Ingredients Nutrition


  1. Preheat oven to 200°C.
  2. To make the dough, place flour in a large bowl and rub the butter through with your fingertips so that the mixture resembles fine breadcrumbs.
  3. Add the yeast, salt, golden syrup, lemon rind and milk or water and mix to form dough.
  4. Turn out dough onto a floured surface and kneed until the dough is soft and elastic.
  5. Shape the dough into a ball and place in a large, well oiled bowl, cover with cling wrap and allow to rise until doubled. About 1 hour.
  6. When the dough has risen, roll it out, on a floured surface, to a rectangle about 40cm x 20cm and about 1cm thick.
  7. Evenly sprinkle the chocolate, nuts and sugar over the surface of the dough, then roll up from the long end, firm and tight, like a Swiss roll. Carefully roll out the ‘sausage’ with your hands until it is about 50 - 60cms long.
  8. Using a sharp knife, slice the roll in half lengthways down the middle, but only half the length of the roll. Twist these pieces together keeping the cut side up.
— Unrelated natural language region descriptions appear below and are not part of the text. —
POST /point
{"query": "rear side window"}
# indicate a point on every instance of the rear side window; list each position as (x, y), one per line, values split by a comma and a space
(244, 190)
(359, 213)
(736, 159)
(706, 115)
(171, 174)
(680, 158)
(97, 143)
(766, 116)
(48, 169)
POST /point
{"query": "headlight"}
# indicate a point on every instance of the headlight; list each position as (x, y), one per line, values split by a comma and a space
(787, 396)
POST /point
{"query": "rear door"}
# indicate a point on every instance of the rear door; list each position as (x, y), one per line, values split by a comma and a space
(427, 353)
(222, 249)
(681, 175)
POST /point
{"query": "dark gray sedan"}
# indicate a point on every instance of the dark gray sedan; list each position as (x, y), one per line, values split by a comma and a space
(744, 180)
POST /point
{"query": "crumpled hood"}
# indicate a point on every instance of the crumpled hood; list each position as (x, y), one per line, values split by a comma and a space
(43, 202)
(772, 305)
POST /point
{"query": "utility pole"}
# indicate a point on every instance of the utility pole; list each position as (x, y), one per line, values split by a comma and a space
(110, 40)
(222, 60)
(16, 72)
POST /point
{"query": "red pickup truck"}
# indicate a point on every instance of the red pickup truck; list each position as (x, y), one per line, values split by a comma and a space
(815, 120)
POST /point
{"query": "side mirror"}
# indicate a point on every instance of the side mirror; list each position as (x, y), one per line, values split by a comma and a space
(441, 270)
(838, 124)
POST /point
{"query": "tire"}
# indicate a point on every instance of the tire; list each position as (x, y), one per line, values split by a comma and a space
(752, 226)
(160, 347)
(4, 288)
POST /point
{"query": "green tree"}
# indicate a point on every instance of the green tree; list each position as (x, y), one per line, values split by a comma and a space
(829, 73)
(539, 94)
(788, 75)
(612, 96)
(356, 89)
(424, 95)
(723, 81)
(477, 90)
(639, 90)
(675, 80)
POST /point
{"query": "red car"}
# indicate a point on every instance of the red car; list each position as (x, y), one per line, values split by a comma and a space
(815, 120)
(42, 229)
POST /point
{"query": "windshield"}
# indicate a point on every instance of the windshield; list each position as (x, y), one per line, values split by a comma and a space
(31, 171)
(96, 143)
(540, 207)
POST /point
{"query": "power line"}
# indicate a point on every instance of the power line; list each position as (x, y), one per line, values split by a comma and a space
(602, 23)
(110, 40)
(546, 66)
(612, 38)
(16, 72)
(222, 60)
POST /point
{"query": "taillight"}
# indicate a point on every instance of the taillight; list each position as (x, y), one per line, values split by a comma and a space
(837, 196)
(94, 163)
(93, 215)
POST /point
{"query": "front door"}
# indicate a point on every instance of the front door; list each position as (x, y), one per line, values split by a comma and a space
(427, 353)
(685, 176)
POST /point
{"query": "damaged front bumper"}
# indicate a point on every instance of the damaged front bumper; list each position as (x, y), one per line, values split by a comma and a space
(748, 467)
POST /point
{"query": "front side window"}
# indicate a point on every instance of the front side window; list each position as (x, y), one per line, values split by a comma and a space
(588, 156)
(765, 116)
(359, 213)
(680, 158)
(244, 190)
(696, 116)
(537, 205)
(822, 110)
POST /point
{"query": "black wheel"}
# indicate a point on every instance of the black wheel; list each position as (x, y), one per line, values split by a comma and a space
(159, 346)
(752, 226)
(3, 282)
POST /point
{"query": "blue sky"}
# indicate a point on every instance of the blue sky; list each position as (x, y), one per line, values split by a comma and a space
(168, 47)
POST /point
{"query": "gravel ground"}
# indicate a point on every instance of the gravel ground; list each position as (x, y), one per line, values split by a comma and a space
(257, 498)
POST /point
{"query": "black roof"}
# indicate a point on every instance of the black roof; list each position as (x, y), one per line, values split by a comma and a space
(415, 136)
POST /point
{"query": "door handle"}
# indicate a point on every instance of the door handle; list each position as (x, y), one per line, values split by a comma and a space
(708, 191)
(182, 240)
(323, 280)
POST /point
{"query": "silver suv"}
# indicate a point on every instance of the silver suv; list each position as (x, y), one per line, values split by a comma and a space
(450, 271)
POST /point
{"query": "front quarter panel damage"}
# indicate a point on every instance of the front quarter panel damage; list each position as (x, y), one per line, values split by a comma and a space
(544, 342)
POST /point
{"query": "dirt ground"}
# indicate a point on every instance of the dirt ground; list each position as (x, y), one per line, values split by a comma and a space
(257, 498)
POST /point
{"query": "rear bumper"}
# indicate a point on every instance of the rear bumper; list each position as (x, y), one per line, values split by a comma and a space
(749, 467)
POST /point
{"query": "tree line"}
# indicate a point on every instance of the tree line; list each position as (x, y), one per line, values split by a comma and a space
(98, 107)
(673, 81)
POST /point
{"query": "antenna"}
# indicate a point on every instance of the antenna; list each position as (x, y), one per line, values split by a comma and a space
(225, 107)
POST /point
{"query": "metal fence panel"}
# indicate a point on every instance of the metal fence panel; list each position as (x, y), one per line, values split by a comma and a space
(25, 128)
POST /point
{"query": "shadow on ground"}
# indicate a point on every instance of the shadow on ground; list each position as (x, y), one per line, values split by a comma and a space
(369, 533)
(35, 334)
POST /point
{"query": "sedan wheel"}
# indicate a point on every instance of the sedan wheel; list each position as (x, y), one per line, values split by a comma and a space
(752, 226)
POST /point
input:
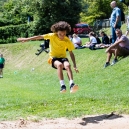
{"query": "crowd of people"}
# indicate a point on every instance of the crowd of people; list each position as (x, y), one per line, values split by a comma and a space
(116, 44)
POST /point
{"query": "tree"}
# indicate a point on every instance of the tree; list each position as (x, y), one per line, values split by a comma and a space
(99, 9)
(51, 11)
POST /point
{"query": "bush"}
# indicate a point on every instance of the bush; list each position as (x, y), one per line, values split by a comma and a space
(9, 34)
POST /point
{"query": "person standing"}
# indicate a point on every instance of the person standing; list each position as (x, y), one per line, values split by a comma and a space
(77, 41)
(2, 63)
(119, 48)
(115, 20)
(127, 23)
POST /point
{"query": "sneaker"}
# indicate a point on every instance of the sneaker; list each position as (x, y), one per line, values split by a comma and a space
(106, 64)
(63, 89)
(73, 88)
(114, 61)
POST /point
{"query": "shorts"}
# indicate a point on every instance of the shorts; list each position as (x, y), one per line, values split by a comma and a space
(1, 66)
(62, 60)
(123, 51)
(127, 28)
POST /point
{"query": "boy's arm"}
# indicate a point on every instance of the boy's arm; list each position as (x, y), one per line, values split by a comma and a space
(73, 60)
(30, 38)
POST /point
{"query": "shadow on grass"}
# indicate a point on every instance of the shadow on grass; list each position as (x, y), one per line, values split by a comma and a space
(96, 119)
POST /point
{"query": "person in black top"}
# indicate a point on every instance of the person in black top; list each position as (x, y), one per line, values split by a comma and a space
(105, 38)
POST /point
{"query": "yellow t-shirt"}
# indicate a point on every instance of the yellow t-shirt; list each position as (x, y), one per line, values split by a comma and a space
(58, 47)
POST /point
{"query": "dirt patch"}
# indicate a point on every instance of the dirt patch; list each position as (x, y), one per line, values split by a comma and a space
(111, 121)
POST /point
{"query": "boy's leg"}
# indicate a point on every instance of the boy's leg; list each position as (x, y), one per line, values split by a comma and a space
(59, 67)
(73, 87)
(1, 72)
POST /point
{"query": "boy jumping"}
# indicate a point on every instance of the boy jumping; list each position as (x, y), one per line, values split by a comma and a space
(59, 43)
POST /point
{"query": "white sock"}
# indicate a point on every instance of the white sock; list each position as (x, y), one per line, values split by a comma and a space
(71, 81)
(62, 82)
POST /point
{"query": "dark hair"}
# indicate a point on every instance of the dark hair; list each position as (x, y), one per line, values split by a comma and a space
(92, 33)
(102, 32)
(61, 26)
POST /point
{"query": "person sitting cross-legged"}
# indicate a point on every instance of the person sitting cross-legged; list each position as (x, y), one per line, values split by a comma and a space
(119, 48)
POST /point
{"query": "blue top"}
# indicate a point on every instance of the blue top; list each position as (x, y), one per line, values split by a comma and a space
(115, 13)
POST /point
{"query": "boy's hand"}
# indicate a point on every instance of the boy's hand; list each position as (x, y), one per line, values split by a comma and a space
(22, 39)
(76, 70)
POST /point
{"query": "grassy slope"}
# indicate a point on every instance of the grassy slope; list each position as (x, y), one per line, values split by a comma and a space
(24, 92)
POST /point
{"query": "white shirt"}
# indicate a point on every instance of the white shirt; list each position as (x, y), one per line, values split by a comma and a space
(93, 39)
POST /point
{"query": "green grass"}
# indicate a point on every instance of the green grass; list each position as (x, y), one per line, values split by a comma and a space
(24, 92)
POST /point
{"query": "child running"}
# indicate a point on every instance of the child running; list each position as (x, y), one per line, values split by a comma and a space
(59, 43)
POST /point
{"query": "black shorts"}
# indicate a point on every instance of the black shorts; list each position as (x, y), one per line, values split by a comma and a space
(1, 66)
(62, 60)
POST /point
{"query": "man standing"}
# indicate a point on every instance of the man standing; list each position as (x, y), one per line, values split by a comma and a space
(115, 19)
(119, 48)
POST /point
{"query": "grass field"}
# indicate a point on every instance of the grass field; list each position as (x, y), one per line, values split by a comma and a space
(26, 92)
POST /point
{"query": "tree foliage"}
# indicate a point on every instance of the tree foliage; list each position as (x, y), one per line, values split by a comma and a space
(97, 9)
(44, 12)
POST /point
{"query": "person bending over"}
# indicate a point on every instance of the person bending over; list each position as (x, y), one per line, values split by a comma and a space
(119, 48)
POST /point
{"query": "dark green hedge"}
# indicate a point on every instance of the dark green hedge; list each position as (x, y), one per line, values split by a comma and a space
(9, 34)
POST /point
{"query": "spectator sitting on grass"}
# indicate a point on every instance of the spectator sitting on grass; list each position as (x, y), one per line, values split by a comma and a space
(119, 48)
(77, 41)
(91, 45)
(105, 41)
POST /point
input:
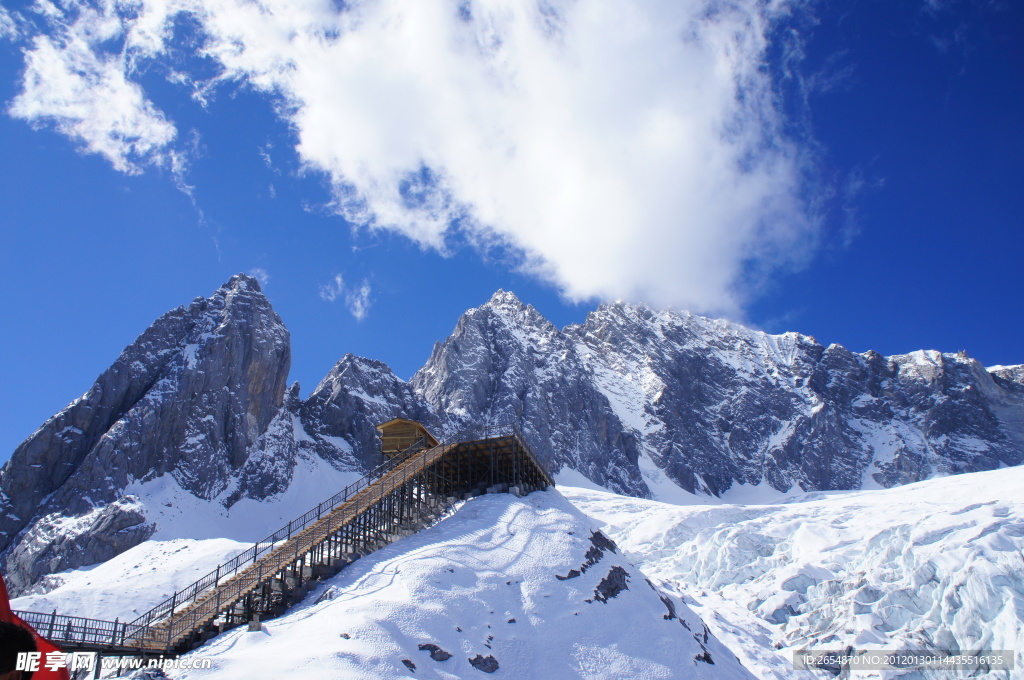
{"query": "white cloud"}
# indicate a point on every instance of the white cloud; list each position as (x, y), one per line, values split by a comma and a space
(8, 25)
(332, 291)
(356, 300)
(261, 274)
(628, 147)
(74, 82)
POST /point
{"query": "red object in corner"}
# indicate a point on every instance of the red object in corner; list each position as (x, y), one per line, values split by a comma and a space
(42, 644)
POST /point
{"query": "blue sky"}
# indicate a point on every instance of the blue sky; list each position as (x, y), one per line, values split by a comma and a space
(850, 170)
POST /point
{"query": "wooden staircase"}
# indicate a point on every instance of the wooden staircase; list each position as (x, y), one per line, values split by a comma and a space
(402, 496)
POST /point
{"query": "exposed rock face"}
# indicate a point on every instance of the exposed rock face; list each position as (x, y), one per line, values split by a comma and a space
(341, 415)
(637, 400)
(633, 395)
(506, 364)
(188, 397)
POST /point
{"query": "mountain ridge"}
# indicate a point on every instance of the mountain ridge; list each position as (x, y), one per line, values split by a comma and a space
(641, 401)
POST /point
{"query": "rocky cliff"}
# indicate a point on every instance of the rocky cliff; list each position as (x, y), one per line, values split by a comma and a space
(644, 402)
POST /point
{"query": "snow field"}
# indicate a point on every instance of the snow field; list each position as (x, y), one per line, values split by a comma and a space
(482, 584)
(938, 565)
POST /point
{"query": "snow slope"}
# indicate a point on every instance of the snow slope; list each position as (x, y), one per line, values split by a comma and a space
(133, 582)
(938, 564)
(482, 585)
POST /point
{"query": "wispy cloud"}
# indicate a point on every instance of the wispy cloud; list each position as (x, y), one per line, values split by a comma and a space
(356, 299)
(73, 82)
(629, 150)
(261, 274)
(8, 25)
(333, 290)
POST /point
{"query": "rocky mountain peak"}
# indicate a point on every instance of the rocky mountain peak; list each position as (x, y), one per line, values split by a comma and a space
(186, 398)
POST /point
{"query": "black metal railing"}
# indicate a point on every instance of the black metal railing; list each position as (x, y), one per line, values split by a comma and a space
(79, 632)
(137, 632)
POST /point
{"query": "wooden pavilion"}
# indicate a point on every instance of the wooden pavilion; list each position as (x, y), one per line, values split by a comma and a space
(399, 434)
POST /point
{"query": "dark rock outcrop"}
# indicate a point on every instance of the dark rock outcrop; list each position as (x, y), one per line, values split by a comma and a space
(187, 398)
(636, 399)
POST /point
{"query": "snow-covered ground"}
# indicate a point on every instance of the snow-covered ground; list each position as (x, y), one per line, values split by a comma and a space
(132, 583)
(938, 565)
(482, 585)
(934, 565)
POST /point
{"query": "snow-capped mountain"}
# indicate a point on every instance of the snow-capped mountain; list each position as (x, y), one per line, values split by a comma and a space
(194, 420)
(645, 401)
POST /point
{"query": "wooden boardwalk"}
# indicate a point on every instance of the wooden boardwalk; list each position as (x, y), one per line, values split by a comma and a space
(400, 497)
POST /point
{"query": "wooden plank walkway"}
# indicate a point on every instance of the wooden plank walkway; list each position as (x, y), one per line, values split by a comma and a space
(403, 495)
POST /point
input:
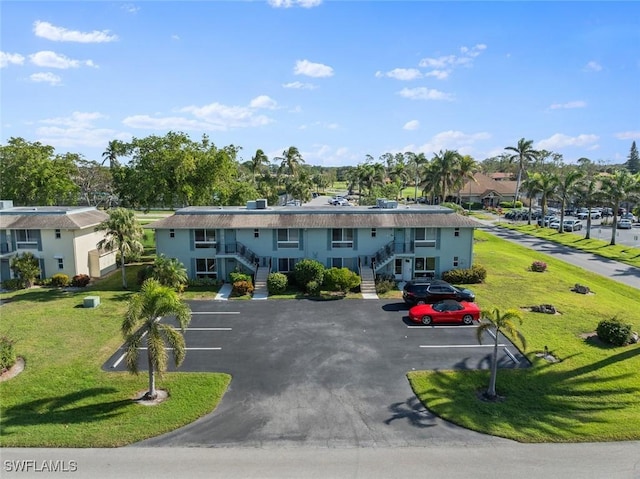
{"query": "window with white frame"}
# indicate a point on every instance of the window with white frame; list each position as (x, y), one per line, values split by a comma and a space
(286, 265)
(205, 238)
(206, 268)
(288, 238)
(342, 238)
(26, 239)
(424, 267)
(425, 237)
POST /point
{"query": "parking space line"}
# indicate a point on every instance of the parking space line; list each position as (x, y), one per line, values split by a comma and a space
(434, 346)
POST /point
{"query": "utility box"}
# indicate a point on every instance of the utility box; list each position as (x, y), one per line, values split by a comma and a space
(91, 301)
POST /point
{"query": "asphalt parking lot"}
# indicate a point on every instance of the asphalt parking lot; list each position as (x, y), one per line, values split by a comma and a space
(328, 373)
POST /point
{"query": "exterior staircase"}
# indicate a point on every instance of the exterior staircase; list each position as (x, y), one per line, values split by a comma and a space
(367, 283)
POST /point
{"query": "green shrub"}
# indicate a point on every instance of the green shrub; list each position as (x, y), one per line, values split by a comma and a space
(14, 284)
(313, 288)
(7, 353)
(475, 274)
(241, 288)
(277, 283)
(60, 280)
(340, 279)
(614, 331)
(80, 280)
(238, 276)
(308, 270)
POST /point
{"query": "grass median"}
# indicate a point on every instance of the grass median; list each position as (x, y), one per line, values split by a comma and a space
(591, 394)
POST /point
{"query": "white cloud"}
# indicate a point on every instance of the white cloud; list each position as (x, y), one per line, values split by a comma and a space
(569, 105)
(441, 67)
(49, 59)
(401, 74)
(60, 34)
(45, 77)
(628, 135)
(423, 93)
(299, 85)
(315, 70)
(559, 141)
(593, 67)
(77, 130)
(411, 125)
(7, 59)
(293, 3)
(263, 101)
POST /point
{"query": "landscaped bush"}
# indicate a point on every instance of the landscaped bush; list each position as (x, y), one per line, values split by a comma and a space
(308, 270)
(538, 266)
(475, 274)
(14, 284)
(340, 279)
(60, 280)
(277, 283)
(614, 331)
(313, 288)
(238, 276)
(241, 288)
(80, 280)
(7, 353)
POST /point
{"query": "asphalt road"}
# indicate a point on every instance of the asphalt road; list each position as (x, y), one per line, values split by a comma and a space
(323, 374)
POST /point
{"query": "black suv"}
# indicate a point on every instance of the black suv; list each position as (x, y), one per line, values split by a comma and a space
(432, 291)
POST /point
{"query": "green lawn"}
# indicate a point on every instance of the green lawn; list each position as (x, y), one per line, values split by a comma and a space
(592, 394)
(63, 398)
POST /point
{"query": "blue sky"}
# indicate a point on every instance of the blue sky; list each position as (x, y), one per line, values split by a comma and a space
(337, 79)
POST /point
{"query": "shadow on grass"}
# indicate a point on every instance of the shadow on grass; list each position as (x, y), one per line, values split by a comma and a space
(538, 403)
(63, 410)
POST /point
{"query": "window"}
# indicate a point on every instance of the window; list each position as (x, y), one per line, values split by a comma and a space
(26, 239)
(288, 238)
(206, 268)
(425, 237)
(286, 265)
(425, 267)
(205, 238)
(342, 238)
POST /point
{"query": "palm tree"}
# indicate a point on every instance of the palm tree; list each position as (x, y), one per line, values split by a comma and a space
(616, 188)
(169, 272)
(445, 163)
(499, 323)
(122, 233)
(142, 323)
(523, 153)
(566, 187)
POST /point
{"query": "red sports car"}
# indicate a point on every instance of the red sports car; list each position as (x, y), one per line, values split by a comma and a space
(448, 311)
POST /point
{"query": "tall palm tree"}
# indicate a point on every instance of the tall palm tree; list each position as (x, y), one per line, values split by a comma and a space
(142, 324)
(566, 187)
(445, 163)
(499, 322)
(524, 154)
(122, 233)
(616, 188)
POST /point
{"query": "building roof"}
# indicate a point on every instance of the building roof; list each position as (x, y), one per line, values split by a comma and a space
(50, 217)
(315, 217)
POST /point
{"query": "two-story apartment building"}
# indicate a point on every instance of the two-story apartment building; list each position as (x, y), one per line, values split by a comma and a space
(63, 239)
(404, 242)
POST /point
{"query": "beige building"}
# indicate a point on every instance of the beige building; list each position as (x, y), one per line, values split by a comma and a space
(63, 239)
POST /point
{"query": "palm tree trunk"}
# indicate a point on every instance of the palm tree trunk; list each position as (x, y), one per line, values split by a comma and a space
(491, 392)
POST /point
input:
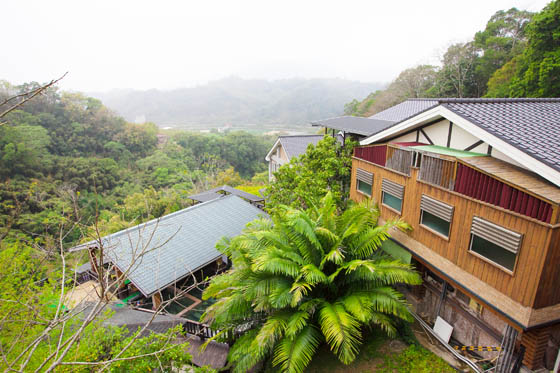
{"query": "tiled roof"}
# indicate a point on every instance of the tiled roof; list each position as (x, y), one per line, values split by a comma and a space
(405, 110)
(530, 125)
(213, 194)
(357, 125)
(165, 250)
(297, 145)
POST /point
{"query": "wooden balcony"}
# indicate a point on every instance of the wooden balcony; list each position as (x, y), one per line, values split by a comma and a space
(483, 178)
(530, 285)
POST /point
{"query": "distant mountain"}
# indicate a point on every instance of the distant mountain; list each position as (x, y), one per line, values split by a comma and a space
(235, 101)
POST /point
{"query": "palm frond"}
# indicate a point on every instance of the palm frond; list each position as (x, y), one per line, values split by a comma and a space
(341, 330)
(297, 321)
(279, 266)
(313, 275)
(271, 331)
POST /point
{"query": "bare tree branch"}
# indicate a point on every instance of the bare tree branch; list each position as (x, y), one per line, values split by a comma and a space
(27, 96)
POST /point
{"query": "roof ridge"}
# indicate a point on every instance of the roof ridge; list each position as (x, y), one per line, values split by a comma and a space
(149, 223)
(299, 135)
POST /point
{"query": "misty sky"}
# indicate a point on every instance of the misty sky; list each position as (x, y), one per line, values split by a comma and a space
(171, 44)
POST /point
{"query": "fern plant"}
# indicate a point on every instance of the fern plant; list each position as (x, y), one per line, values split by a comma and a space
(305, 278)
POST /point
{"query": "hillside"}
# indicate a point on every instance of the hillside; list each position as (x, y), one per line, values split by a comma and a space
(235, 101)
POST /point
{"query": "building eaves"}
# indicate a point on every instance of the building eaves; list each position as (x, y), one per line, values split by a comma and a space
(355, 125)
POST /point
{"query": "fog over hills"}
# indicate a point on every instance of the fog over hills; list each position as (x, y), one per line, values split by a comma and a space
(235, 101)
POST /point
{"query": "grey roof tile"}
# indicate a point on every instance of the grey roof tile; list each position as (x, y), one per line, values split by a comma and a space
(530, 125)
(405, 110)
(357, 125)
(177, 244)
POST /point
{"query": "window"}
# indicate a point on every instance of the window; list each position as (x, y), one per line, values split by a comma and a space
(392, 194)
(364, 187)
(364, 181)
(435, 215)
(495, 243)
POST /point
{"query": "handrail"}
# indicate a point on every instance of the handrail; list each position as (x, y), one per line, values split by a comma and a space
(471, 365)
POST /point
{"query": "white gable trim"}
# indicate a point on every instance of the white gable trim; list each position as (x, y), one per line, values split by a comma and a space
(267, 158)
(404, 126)
(440, 111)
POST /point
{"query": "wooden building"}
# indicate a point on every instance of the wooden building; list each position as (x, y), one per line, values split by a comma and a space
(287, 147)
(479, 182)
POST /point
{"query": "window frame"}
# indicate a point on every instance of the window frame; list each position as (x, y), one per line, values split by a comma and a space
(432, 230)
(438, 208)
(481, 221)
(490, 261)
(387, 184)
(361, 191)
(391, 207)
(363, 176)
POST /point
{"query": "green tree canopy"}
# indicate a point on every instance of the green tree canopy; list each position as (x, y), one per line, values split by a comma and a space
(307, 178)
(307, 278)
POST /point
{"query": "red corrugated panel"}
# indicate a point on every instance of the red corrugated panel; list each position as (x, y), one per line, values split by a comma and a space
(376, 154)
(475, 184)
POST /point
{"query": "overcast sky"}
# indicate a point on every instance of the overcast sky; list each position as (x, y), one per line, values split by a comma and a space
(171, 44)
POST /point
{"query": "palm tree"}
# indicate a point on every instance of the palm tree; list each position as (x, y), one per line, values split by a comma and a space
(304, 278)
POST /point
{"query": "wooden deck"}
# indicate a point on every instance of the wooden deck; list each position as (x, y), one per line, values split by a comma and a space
(215, 354)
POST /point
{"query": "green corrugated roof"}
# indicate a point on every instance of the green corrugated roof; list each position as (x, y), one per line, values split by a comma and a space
(447, 151)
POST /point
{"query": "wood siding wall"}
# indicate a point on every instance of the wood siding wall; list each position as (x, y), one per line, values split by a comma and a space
(523, 284)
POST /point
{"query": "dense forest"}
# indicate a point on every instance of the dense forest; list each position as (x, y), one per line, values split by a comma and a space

  9. Turn and cut through the remaining dough down the middle, then twist these strips, taking care to disguise the join in the centre.
  10. Bring the two ends together and form into a circle. Overlapping them to form an invisible join, then carefully place on a greased baking sheet. (I use a pizza tray.)
  11. Set aside and allow to rise for 40 minutes, or until not quite doubled.
  12. Brush with milk and bake for 35mins at 200OC, when baked, allow to cool on a wire rack.
  13. Brush with heated jam. Mix the icing sugar with a little hot water and drizzle over wreath.